И тут я увидел, как молодой казак с горящими глазами и окровавленной шашкой занес ее над одним из моих тайпинов. Черт! Они не различают их: для казака тайпин был просто «еще один китаеза».
– Стой! Свои! – заорал я, бросаясь наперерез.
Казак замер с занесенным клинком, растерянно переводя взгляд то на меня, то на свою жертву. Я же, перекрывая гул боя, лихорадочно искал в хаосе приземистую, крепкую фигуру атамана.
Елизар Фомич был в центре – с дымящейся шашкой, борода спутана, лицо закопчено.
– Фомич, приказ дай! – крикнул я, перекрывая стоны и победные вопли. – Не рубить всех подряд! В рванье, босые – наши, они помогли! Бандиты – они поголовно в синих куртках!
Атаман метнул на меня быстрый, тяжелый взгляд, потом – на трупы и прижавшихся к баракам оборванцев. В глазах его мелькнуло было сомнение, но здравый смысл взял верх.
– Отставить рубку! – рявкнул он так, что заложило уши. – Федька, твой десяток – в погоню! Остальным – пленных вязать!
В бою слово атамана – закон, и самые резвые казаки с гиканьем рванули в тайгу за ускользающими хунхузами. Остальные, остывая от угара схватки, начали сгонять уцелевших бандитов, выбивая оружие и связывая руки.
Началась муторная работа – отделять овец от волков. С Аодяном и своими людьми я обходил поле боя. Многие из работяг в пылу схватки схватили оружие хунхузов, и отличить их от бандитов было непросто. Тут выручал Аодян – шел рядом и тыкал пальцем:
– Этот – наш. Этот – хунхуз. Этот – наш…
Состояние говорило само за себя: изможденные, в лохмотьях – наши. Покрытые татуировками, сытые, в крепких синих куртках – бандиты.
Догорала фанза, пламя бросало трепещущие отсветы на все вокруг. Воздух был густой от гари и сладковатого духа крови. Я искал человека, который сумел поднять это восстание.
Аодян подвел меня к дальнему бараку. Вокруг него стояли тайпины, недвижимые, как каменные идолы. Среди них я увидел его. Темные глаза не выражали ни страха, ни покорности. Лохмотья на нем выглядели так же, как у остальных, но держался он бодро. Это был уже знакомый мне Лян Фу – признанный лидер наших тайпинов. Лидер, который даже в аду сохранил волю и сумел поднять своих.
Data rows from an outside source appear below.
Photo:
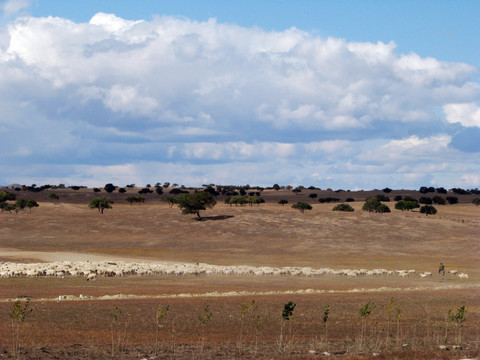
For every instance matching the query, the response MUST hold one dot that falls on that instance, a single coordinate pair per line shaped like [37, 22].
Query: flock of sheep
[90, 270]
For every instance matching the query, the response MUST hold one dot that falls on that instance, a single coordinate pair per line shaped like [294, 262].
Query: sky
[333, 94]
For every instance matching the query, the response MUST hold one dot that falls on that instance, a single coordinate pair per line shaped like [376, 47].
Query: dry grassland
[265, 235]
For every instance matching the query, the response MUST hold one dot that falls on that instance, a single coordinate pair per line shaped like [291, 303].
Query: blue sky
[341, 94]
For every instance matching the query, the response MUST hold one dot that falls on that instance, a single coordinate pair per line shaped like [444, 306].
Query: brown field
[265, 235]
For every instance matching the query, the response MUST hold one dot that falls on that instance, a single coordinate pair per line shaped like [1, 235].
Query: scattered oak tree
[406, 205]
[100, 203]
[343, 207]
[109, 187]
[302, 206]
[194, 203]
[374, 205]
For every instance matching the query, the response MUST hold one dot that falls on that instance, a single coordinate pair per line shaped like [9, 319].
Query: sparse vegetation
[302, 206]
[100, 204]
[374, 205]
[194, 203]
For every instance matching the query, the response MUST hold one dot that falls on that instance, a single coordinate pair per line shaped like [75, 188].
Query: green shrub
[343, 207]
[374, 205]
[302, 206]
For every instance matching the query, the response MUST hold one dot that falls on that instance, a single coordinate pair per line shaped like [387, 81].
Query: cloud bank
[192, 102]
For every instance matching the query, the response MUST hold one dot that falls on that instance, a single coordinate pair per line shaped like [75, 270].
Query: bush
[5, 195]
[428, 210]
[177, 191]
[460, 191]
[328, 200]
[109, 187]
[374, 205]
[100, 203]
[425, 200]
[406, 205]
[343, 207]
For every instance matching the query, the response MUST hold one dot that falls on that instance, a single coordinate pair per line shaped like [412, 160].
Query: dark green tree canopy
[343, 207]
[302, 206]
[109, 187]
[406, 205]
[374, 205]
[101, 204]
[194, 203]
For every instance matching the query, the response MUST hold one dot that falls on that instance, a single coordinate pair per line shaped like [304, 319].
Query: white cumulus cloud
[467, 114]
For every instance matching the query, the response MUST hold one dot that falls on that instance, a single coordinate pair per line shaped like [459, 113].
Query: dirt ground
[414, 326]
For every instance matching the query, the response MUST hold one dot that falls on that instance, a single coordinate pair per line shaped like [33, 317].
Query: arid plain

Он шагнул вперед, чуть склонив голову:
– Твоя… приходить. Хорошо, – произнес он на ломаном русском. – Моя – рад.
Он коснулся груди ладонью:
– Хунхузы… злые собаки. Приходить, бить, работать заставлять. Моя люди… твоя люди… все работать. Но душа – не работать. Душа – ждать.
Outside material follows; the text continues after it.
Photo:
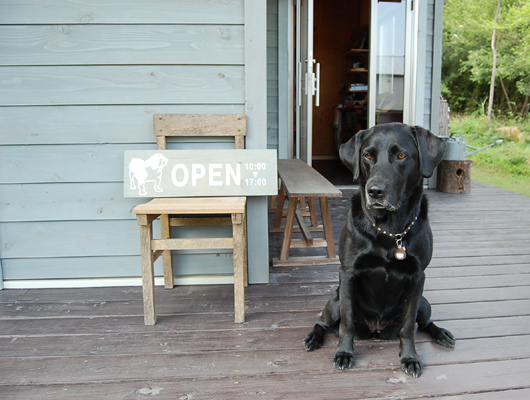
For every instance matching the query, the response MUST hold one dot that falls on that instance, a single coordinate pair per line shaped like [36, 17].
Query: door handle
[316, 83]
Он смотрел прямо в глаза – не оправдывался, а констатировал.
– Моя клясться, Курила-дахаи. – Голос его стал тверже. – Моя люди – твои люди. Ты – хозяин. Ты – добрый хозяин. Мы – твои солдаты.
Я окинул взглядом дрожащее в отблесках догорающей фанзы море человеческого страдания. Сотни изможденных, похожих на призраков людей. Тайпины, нанайцы и китайцы, согнанные хунхузами со всей округи, – теперь все они смотрели на меня. В их глазах мешались надежда и въевшийся в кости страх. Толпа была огромная, разношерстная, только-только вышедшая из боя, и теперь мое слово могло превратить ее либо в неуправляемую орду, либо в армию, преданную мне.
Я влез на пустую бочку, чтобы меня было видно, и дождался, пока стихнет гул. Орокан встал рядом для перевода.
– Слушайте! – мой голос прозвучал четко и твердо. – Я хозяин этого прииска. Но не ваш хозяин! Хунхузы, что держали вас в рабстве, разбиты!
Толпа зашепталась, не все понимали русский, а кто понимал переводил другим.
– С этой минуты вы свободны! – каждое слово я вбивал, как гвоздь. – Хотите уйти – уходите. Никто не держит. Дорога открыта!
Молчание, недоверчивый шепот были мне ответом. В этом мире свободу не дарили – ее вырывали с мясом или покупали всей жизнью.
– Но! – поднял я руку. – Кто останется – будет вольным рабочим. За труд получите плату – настоящие деньги. Хорошая еда: мясо, мука, соль. Нормальное жилье, а не скотские бараки. Даю слово.
Лян Фу понял. Развернувшись к толпе, он заговорил. Сначала тихо, потом громче, отрывисто, почти командным тоном. Я не понимал ни слова, но чувствовал, что люди верят ему
– Он говорит, что ты держишь слово, – шепнул Орокан. – И что лучше быть с тобой, чем голодным бродягой.
Кое-то в толпе заулыбался, сверкая ярко выделяющимися на чумазом лице зубами. Из толпы донеслись выкрики – сперва робкие, потом все громче. Никто не собирался уходить! Похоже, у меня теперь не просто рабочие руки, а четыре сотни бойцов, обязанных мне свободой и горящих ненавистью к общим врагам.
Тем временем на прииске жизнь начинала приходить в порядок. Изя Шнеерсон с Захаром метались туда-сюда, осматривая хозяйство и восхищенно цокая языками. Прииск не просто уцелел – он вырос: появились новые шурфы, две дополнительные промывочные машины. Левицкий, с перевязанным плечом, организовал лазарет, куда сволакивали раненых – и наших, и китайцев.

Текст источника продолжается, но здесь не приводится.